13 Updating the next coordinate point data to the current coordinate point data): curnode. X= NexNode.x, curNode.y =nexnode. Y, then return to step 4);

14 The operation is ended.

5. The method for controlling an intelligent vehicle for automatically spraying traffic markings according to claim 4, wherein the intelligent vehicle route repair sub-operation program comprises:

Setting a yaw amount threshold to Threshod; inlet parameters: the abscissa of the real-time coordinate point of the intelligent vehicle walking is assigned to xPos, and the ordinate of the real-time coordinate point is assigned to yPos; the current coordinate point of the current vehicle running interval is CurNode, and the next coordinate point is NexNode; the following steps are then performed:

(1) Calculating intelligent vehicle travel direction feature flags Flagx and Flagy

Intelligent vehicle running x-direction characteristic mark Flagx = nexnode. X-Curnode. X

Intelligent vehicle running y direction characteristic mark Flagy =nexnode.y-Curnode.y

Wherein NexNode. X is the abscissa of the next coordinate point, curNode. X is the abscissa of the current coordinate point; nexNode. Y is the ordinate of the next coordinate point, curNode. Y is the ordinate of the current coordinate point;

(2) Calculating an ordinate y0 and an abscissa x0 of a theoretical running track coordinate point of the intelligent vehicle:

Wherein CurNode. Y is the ordinate of the current coordinate point, and NexNode.

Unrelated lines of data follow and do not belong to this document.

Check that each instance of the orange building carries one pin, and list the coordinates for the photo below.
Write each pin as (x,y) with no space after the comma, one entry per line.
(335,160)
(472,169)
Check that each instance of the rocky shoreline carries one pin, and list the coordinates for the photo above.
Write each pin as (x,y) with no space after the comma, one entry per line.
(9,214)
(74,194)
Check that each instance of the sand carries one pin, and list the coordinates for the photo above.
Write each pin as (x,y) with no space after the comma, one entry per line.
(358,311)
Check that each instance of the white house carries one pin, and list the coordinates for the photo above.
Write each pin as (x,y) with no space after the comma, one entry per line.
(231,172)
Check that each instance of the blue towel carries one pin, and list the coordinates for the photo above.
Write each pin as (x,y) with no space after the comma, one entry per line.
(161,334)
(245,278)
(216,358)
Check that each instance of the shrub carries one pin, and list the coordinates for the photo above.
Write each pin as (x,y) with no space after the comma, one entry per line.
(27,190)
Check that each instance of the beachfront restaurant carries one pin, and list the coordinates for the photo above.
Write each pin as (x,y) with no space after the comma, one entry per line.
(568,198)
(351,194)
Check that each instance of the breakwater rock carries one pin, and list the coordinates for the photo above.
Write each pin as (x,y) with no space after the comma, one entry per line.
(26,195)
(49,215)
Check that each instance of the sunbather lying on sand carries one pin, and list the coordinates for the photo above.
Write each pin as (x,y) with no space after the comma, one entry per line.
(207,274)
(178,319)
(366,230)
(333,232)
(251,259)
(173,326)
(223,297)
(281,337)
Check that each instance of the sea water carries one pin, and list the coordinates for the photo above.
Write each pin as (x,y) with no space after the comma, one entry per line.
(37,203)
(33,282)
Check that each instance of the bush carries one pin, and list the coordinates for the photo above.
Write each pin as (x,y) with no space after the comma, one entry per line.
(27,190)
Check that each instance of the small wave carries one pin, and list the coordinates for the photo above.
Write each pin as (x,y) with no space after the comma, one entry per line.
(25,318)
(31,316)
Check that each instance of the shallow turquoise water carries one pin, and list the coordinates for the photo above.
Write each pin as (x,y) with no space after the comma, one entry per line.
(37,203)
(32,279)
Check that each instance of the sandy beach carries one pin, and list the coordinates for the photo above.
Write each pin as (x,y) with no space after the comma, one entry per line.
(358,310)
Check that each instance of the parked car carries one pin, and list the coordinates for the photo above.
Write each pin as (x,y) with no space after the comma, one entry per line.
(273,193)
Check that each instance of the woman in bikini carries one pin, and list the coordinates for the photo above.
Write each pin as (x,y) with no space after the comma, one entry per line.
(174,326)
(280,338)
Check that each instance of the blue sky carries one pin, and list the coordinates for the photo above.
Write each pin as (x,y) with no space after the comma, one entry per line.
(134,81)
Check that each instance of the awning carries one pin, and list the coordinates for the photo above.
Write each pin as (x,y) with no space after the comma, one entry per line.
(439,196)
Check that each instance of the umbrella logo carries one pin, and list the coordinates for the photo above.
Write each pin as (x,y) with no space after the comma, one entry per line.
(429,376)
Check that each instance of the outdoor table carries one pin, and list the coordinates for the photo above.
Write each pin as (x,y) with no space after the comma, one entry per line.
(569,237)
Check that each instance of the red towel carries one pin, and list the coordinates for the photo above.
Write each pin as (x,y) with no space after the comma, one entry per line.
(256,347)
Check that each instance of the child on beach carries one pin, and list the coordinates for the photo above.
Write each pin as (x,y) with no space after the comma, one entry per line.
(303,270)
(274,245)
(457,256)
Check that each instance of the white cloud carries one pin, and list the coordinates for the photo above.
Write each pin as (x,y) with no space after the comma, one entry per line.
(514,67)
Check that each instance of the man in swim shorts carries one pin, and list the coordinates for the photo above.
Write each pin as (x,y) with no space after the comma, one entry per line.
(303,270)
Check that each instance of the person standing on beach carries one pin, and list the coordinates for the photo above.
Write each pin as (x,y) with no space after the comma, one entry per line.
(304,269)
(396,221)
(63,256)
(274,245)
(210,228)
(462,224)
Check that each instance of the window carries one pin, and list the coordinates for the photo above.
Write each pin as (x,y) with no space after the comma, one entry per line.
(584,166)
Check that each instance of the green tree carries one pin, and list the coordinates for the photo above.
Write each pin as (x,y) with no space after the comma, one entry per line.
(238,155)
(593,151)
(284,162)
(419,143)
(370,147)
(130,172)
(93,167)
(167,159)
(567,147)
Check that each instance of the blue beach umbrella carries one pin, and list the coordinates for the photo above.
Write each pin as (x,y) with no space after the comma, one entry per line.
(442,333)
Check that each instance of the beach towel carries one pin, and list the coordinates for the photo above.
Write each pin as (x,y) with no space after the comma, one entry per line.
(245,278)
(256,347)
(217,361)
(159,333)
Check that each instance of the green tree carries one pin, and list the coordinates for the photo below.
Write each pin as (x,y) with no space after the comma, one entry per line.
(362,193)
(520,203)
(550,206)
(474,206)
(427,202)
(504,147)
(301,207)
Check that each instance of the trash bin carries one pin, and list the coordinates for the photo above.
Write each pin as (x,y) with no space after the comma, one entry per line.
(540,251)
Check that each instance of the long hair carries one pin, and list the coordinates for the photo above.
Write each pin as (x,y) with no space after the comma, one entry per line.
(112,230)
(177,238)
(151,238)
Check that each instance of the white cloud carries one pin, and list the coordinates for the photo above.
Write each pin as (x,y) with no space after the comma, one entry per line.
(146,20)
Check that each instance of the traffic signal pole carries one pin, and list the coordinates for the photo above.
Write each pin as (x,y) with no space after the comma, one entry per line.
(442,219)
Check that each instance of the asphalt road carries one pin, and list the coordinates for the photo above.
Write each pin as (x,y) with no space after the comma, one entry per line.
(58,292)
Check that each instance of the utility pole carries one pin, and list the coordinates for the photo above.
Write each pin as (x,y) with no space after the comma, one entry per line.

Y is the ordinate of the next coordinate point;

(3) And (3) repairing the intelligent vehicle route, wherein the modification conditions are as follows:

If the I yPos-y0I is less than or equal to Threshod, xPos-x0 is more than Threshod, and Flagy is more than 0, repairing the left turn of the route, otherwise repairing the right turn;

If the absolute value of yPos-y0 is less than or equal to Threshod, the absolute value of xPos-x0 is less than or equal to Threshod, and the absolute value of Flagy is more than 0, the course is repaired in a right turn, otherwise, the course is repaired in a left turn;

If yPos-y0> Threshod and Flagx >0, then the course is repaired right turn, otherwise the left turn is repaired;

If yPos-y0< -Threshod and Flagx >0 course left turn repair, otherwise right turn repair;

the method for repairing the right turn is that the left motor is accelerated, and the method for repairing the left turn is that the right motor is accelerated.

6. The method according to claim 4, wherein when the ultrasonic sensor detects that there is an obstacle in front of the vehicle body, or when the fuel level sensor detects that the working fuel has reached a set lower limit amount, or when the paint level sensor detects that the working paint has reached a set lower limit amount, or when the electric quantity detection module detects that the electric quantity of the battery has reached a set lower limit amount, the main operation program is stopped, the interrupt program is executed, and the process is performed, and after the process is completed, the main operation program is returned to continue operation.

7. The method for controlling an intelligent vehicle for automatically spraying traffic markings according to claim 6, wherein said interrupt routine comprises: stopping the intelligent vehicle, closing the switch electromagnetic valve and starting the audible and visual alarm to give an alarm.